Some confused regarding to Rust memory order

I have some questions regarding to Rust memory barrier, let's have a look about this example, based on the example, I made some changes:

use std::cell::UnsafeCell;
use std::sync::atomic::{AtomicUsize, Ordering};
use std::sync::{Arc, Barrier};
use std::thread;

struct UsizePair {
    atom: AtomicUsize,
    norm: UnsafeCell<usize>,
}

// UnsafeCell is not thread-safe. So manually mark our UsizePair to be Sync.
// (Effectively telling the compiler "I'll take care of it!")
unsafe impl Sync for UsizePair {}

static NTHREADS: usize = 8;
static NITERS: usize = 1000000;

fn main() {
    let upair = Arc::new(UsizePair::new(0));

    // Barrier is a counter-like synchronization structure (not to be confused
    // with a memory barrier). It blocks on a `wait` call until a fixed number
    // of `wait` calls are made from various threads (like waiting for all
    // players to get to the starting line before firing the starter pistol).
    let barrier = Arc::new(Barrier::new(NTHREADS + 1));

    let mut children = vec![];

    for _ in 0..NTHREADS {
        let upair = upair.clone();
        let barrier = barrier.clone();
        children.push(thread::spawn(move || {
            barrier.wait();

            let mut v = 0;
            while v < NITERS - 1 {
                // Read both members `atom` and `norm`, and check whether `atom`
                // contains a newer value than `norm`. See `UsizePair` impl for
                // details.
                let (atom, norm) = upair.get();
                if atom != norm {
                    // If `Acquire`-`Release` ordering is used in `get` and
                    // `set`, then this statement will never be reached.
                    println!("Reordered! {} != {}", atom, norm);
                }
                v = atom;
            }
        }));
    }

    barrier.wait();

    for v in 1..NITERS {
        // Update both members `atom` and `norm` to value `v`. See the impl for
        // details.
        upair.set(v);
    }

    for child in children {
        let _ = child.join();
    }
}

impl UsizePair {
    pub fn new(v: usize) -> UsizePair {
        UsizePair {
            atom: AtomicUsize::new(v),
            norm: UnsafeCell::new(v),
        }
    }

    pub fn get(&self) -> (usize, usize) {
        let atom = self.atom.load(Ordering::Acquire); //Ordering::Acquire

        // If the above load operation is performed with `Acquire` ordering,
        // then all writes before the corresponding `Release` store is
        // guaranteed to be visible below.

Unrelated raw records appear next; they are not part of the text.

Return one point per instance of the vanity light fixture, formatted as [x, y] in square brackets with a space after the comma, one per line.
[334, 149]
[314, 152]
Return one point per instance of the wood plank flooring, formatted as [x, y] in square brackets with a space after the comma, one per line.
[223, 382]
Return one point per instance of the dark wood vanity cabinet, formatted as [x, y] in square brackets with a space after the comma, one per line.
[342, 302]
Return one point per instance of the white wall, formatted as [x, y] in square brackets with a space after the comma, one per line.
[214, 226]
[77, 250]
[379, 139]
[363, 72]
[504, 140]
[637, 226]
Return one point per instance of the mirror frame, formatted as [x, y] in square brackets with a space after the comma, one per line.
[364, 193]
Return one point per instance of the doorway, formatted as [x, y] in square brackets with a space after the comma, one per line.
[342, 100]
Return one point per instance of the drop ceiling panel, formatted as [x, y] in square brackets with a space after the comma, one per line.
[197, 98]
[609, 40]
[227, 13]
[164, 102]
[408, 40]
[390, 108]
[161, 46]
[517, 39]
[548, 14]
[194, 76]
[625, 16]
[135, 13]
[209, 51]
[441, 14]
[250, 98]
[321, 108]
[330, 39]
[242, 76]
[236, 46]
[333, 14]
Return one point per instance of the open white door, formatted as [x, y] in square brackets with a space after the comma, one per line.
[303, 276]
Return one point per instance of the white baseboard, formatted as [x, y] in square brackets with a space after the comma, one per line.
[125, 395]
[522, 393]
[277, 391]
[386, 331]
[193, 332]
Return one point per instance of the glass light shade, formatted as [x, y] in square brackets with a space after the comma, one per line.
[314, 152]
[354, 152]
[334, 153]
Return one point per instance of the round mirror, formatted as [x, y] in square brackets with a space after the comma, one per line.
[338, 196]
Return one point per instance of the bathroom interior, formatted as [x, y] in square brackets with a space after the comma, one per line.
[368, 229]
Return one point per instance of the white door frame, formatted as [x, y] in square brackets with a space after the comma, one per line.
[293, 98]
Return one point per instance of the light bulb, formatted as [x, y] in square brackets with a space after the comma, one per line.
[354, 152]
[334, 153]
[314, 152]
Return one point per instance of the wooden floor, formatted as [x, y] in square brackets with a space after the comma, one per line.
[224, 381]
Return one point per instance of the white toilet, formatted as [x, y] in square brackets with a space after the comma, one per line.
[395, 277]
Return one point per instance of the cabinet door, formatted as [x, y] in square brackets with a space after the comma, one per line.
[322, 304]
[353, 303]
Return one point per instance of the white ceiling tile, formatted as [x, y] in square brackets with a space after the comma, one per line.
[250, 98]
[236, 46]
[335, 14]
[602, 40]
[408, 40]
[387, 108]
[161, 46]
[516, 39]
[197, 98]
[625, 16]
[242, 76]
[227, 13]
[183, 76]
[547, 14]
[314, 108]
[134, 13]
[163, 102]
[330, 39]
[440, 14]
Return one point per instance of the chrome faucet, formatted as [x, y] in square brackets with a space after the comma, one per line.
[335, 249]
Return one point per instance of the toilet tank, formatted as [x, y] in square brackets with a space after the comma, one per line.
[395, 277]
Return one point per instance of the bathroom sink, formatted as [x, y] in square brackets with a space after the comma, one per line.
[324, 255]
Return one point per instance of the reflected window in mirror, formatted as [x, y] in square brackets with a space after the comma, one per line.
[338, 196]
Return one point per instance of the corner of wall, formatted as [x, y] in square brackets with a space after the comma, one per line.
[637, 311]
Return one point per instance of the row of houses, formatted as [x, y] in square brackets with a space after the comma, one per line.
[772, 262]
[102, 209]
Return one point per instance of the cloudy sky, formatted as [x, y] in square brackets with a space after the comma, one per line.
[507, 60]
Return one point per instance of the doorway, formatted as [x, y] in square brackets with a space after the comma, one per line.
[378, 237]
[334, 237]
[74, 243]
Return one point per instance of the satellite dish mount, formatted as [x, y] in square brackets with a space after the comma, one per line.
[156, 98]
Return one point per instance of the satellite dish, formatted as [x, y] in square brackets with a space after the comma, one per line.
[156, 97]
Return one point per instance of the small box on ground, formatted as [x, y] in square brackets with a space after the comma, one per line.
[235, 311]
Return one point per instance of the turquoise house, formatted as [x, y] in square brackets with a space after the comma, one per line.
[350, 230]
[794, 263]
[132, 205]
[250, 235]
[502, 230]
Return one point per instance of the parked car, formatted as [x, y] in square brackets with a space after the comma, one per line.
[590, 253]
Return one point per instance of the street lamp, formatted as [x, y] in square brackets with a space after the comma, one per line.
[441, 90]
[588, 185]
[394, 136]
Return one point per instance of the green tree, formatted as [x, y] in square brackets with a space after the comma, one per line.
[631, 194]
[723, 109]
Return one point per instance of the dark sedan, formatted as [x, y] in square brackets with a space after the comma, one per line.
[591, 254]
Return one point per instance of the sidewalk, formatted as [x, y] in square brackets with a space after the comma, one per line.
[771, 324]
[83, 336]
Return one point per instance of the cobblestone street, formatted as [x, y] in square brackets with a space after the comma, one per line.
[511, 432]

        let norm = unsafe { *self.norm.get() };
        (atom, norm)
    }

    pub fn set(&self, v: usize) {
        unsafe { *self.norm.get() = v };

        // If the below store operation is performed with `Release` ordering,
        // then the write to `norm` above is guaranteed to be visible to all
        // threads that "loads `atom` with `Acquire` ordering and sees the same
        // value that was stored below". However, no guarantees are provided as
        // to when other readers will witness the below store, and consequently
        // the above write. On the other hand, there is also no guarantee that
        // these two values will be in sync for readers. Even if another thread
        // sees the same value that was stored below, it may actually see a
        // "later" value in `norm` than what was written above. That is, there
        // is no restriction on visibility into the future.

        self.atom.store(v, Ordering::Release); //Ordering::Release
    }
}

Basically, I just changed the judge condition into if atom != norm and the memory order in get and set method.

According to what I have learned so far, all the memory operations(1. doesn't require that these memory operations are operating on the same memory location, 2. no matter it is an atomic operation or normal memory operation) happens before a store Release, will be visible to the memory operation after a load Acquire.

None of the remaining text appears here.